Peplum has two distinct and almost wholly separate definitions. Its early origins are Greek, and it simply was the word for tunic. To this end, the numerous sword and sandal films are often called peplum films, or the whole genre is referred to as peplum.
The second definition, which is relatively unrelated to the first, does also describe clothing. The peplum, a term dating back to the 19th century, is a short overskirt that is usually attached to a fitted jacket. You can see early examples of this in old copies of Godey’s Lady’s Book, a popular magazine in the 19th century that featured poems and especially discussion about fashion.
This early peplum was usually not attached to a jacket, but was merely an extra overskirt flounce sewn onto, and dropping from the waist. The modern version, as we now know it, became popular as a design in women’s suiting in the 1940s.
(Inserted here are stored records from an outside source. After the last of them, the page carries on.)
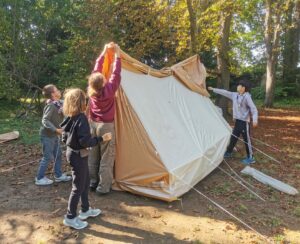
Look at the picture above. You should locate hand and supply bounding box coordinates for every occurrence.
[253,122,258,128]
[102,132,112,141]
[56,128,63,135]
[114,44,121,58]
[207,86,214,91]
[101,43,110,56]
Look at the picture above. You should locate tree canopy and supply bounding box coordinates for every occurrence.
[0,0,299,107]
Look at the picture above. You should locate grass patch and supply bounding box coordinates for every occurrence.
[0,100,40,144]
[255,98,300,108]
[273,234,285,243]
[210,182,231,195]
[269,217,282,227]
[294,206,300,218]
[237,203,248,214]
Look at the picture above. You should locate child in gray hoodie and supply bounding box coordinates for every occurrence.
[208,80,258,164]
[35,84,72,185]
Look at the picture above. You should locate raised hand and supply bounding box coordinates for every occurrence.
[101,43,111,56]
[114,44,120,58]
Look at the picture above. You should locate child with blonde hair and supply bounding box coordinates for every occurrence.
[61,88,112,229]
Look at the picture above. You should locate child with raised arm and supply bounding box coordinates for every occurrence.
[87,43,121,195]
[208,80,258,164]
[60,88,112,229]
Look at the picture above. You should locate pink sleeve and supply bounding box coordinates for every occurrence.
[104,58,122,96]
[92,55,105,73]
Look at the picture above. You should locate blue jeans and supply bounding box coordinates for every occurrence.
[36,136,62,180]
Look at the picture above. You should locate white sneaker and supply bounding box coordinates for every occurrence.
[78,207,102,220]
[54,173,72,182]
[35,177,53,186]
[63,216,88,230]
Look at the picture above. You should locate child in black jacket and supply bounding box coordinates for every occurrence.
[60,88,111,229]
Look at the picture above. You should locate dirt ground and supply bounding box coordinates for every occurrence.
[0,108,299,244]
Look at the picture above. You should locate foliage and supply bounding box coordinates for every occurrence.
[0,100,40,144]
[0,0,299,104]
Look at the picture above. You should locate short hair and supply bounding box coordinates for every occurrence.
[42,84,56,99]
[63,88,86,117]
[238,80,251,92]
[87,72,104,97]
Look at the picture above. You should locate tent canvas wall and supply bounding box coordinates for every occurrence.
[103,50,231,202]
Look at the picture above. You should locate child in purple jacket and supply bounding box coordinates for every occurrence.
[87,43,121,194]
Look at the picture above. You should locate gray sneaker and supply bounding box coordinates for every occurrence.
[78,207,102,220]
[35,177,53,186]
[63,216,88,229]
[54,173,72,182]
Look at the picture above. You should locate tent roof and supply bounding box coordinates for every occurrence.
[120,51,210,97]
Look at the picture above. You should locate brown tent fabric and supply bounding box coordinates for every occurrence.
[114,88,173,201]
[171,55,209,97]
[120,51,209,97]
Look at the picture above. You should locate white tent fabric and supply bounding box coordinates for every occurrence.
[119,69,232,199]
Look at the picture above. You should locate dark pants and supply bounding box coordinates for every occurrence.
[66,148,90,219]
[226,119,253,158]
Here it took on its most recognizable form. Suit jackets were often fitted at the waist, but fabric extended beyond the waist in an overskirt. A couple of different styles emerged.
Sometimes the peplum was deliberately flared, enhancing or suggesting greater curve to the hips. In other styles, it closely fit to the stomach and the hips, and left emphasis on the tight waist of the garment. You might typically see a flared peplum with a skirt that also flared, and more commonly saw the fitted version with skirts that were narrow or pencil skirts.
The fashion faded in the 1950s but came back with a vengeance in the late 1980s and early 1990s. This was part reactionary to the boxy menswear style jackets with large shoulder pads that proliferated during the mid 1980s. Most jackets with peplums in the late 1980s still had shoulder pads, but feminine curves were emphasized by a fitted waist and either a flounced or straight peplum, usually covering the hips and stomach.
In the 2000s, the peplum was reinvented. Instead of being a long overskirt, it became much more understated, usually only covering to mid stomach. Just about the only thing that has remained the same with the 2000s peplum is that extra fabric or the overskirt falls from a tight waist. Beyond that, it is much rarer to see a long one, though there is little doubt that at some point fashion will once more introduce the longer version.
When choosing a jacket or dress with a peplum, it can help to think about your body type. The fitted type is actually more figure flattering than one that is flared, since it tends to de-emphasize the hips. Many women with larger figures make the mistake of hiding their extra curves with extra fabric, which often makes the body look bulky. A fitted peplum with emphasis on the cinched waist doesn’t hide curves but instead accentuates them nicely. On the other hand, if you’d like to make the hips look a bit larger, the flared version may be the best choice, since it will suggest a more hourglass style figure.